La vicenda del fallimento della Gazzetta del mezzogiorno si arricchisce di un nuovo capitolo. Quando ormai sembrava essere giunti alla conclusione con l’assegnazione della testata alla Ecologica del gruppo Miccolis, da parte del tribunale, con la storica testata barese ormai prossima al ritorno in edicola, ecco la notizia di un nuovo ricorso. Questa volta l’obiezione rivolta al tribunale di Bari dalle curatele fallimentari di Edisud e Mediterranea e dalla stessa Ecologica è contro l’utilizzo del marchio “La Nuova Gazzetta di Puglia e Basilicata” registrato dalla Ledi srl.

La società del gruppo Ladisa spa, che fino al 30 luglio 2021 aveva gestito la “Gazzetta del Mezzogiorno” e che aveva perso la corsa alla acquisizione del giornale, ha deciso di mettersi in concorrenza con la nuova gestione della Gazzetta, avviando una nuova testata, “La Nuova Gazzetta di Puglia e Basilicata” appunto, il cui primo numero è, al momento, programmato per domenica.

Un nome che, però, secondo i ricorrenti, potrebbe ingenerare un ‘rischio di confusione’ sul mercato in quanto il marchio sarebbe troppo simile a quello dello storico giornale locale, dunque innescando un meccanismo di ‘concorrenza parassitaria’ da parte della Ledi.

Il ricorso, secondo quanto riporta l’Adnkronos, predisposto dallo studio Trevisan-Cuozzo di Milano chiede, dunque, di concedere ‘l’inibitoria cautelare’ alla pubblicazione di qualunque prodotto editoriale a nome ‘La Nuova Gazzetta di Puglia e Basilicata o testate simili a quest’ultima’.

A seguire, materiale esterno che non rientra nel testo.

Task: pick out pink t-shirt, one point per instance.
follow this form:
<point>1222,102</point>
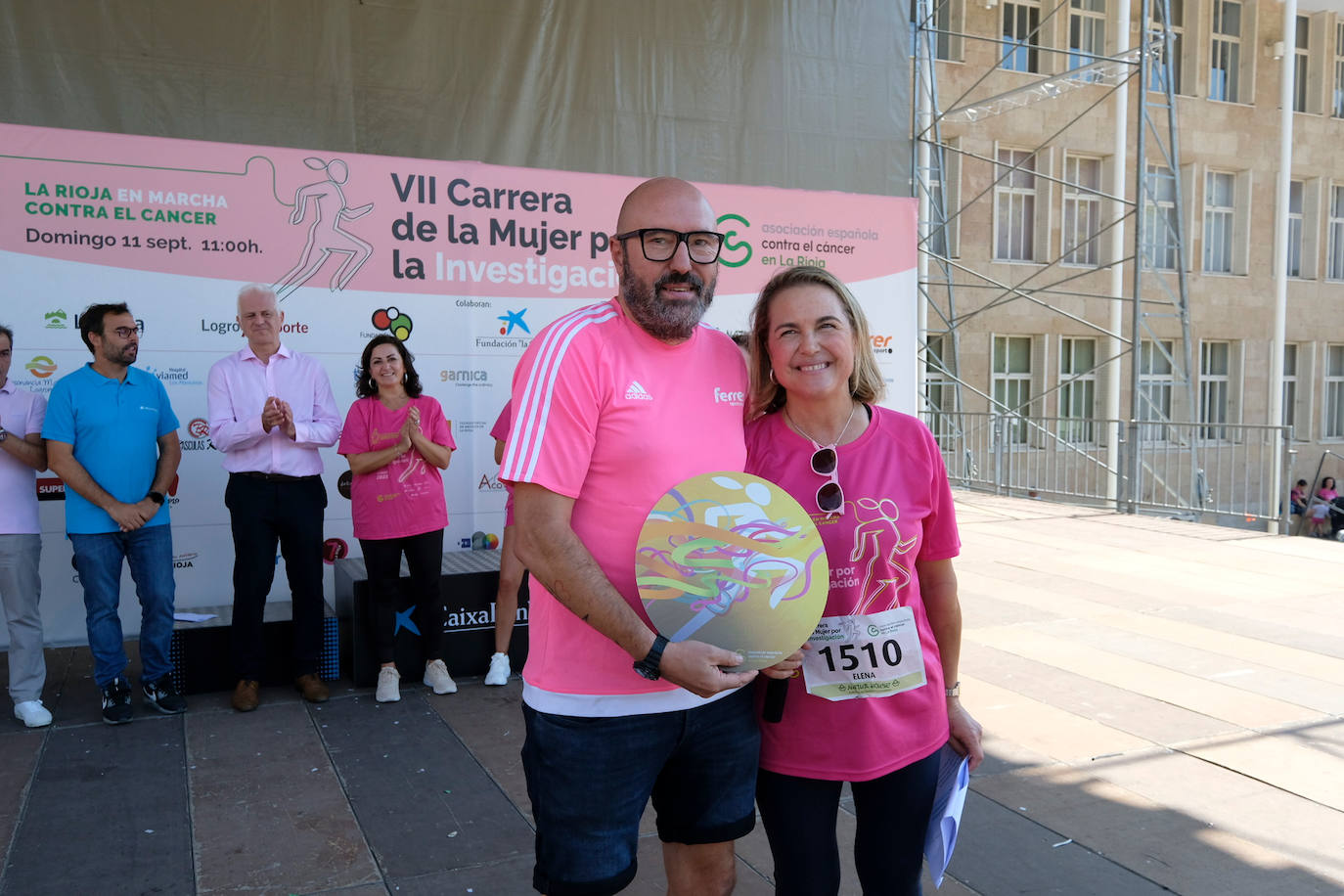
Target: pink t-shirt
<point>613,418</point>
<point>405,497</point>
<point>21,413</point>
<point>500,431</point>
<point>898,510</point>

Nel ricorso viene ricostruita la storia degli ultimi 12 mesi a partire dal fallimento della Edisud disposto dal Tribunale di Bari su richiesta della Procura di Bari nell’ambito di indagini parallele a quelle sul crac della Banca Popolare di Bari.

La risposta della Ledi: “Il pluralismo fa bene” – La Ledi da parte sua ha prontamente risposto rifacendosi al principio del pluralismo dell’informazione. “La pluralità dell’informazione – dice la società – fa bene al territorio. Privarsene, o costringere una comunità a farlo, è un atto doloso e pericoloso. Nel pieno rispetto delle leggi, dunque, auguriamoci di avere a disposizione tante Gazzette, tanti Corrieri, tanti Quotidiani. La Puglia ed il Sud ne godranno: più competitività, più libertà di scelta, più Italia”.

Chi avrà ragione tra le due parti lo deciderà la presidentessa della quarta sezione del Tribunale di Bari, Raffaella Simone. I giudici – a quanto si apprende – decideranno entro le prossime 24 ore se concedere l’inibitoria urgente o se fissare una udienza di discussione. Le curatele chiedono – in caso di accoglimento – la pubblicazione del dispositivo sul Corriere della Sera e su tutti i canali social della Ledi.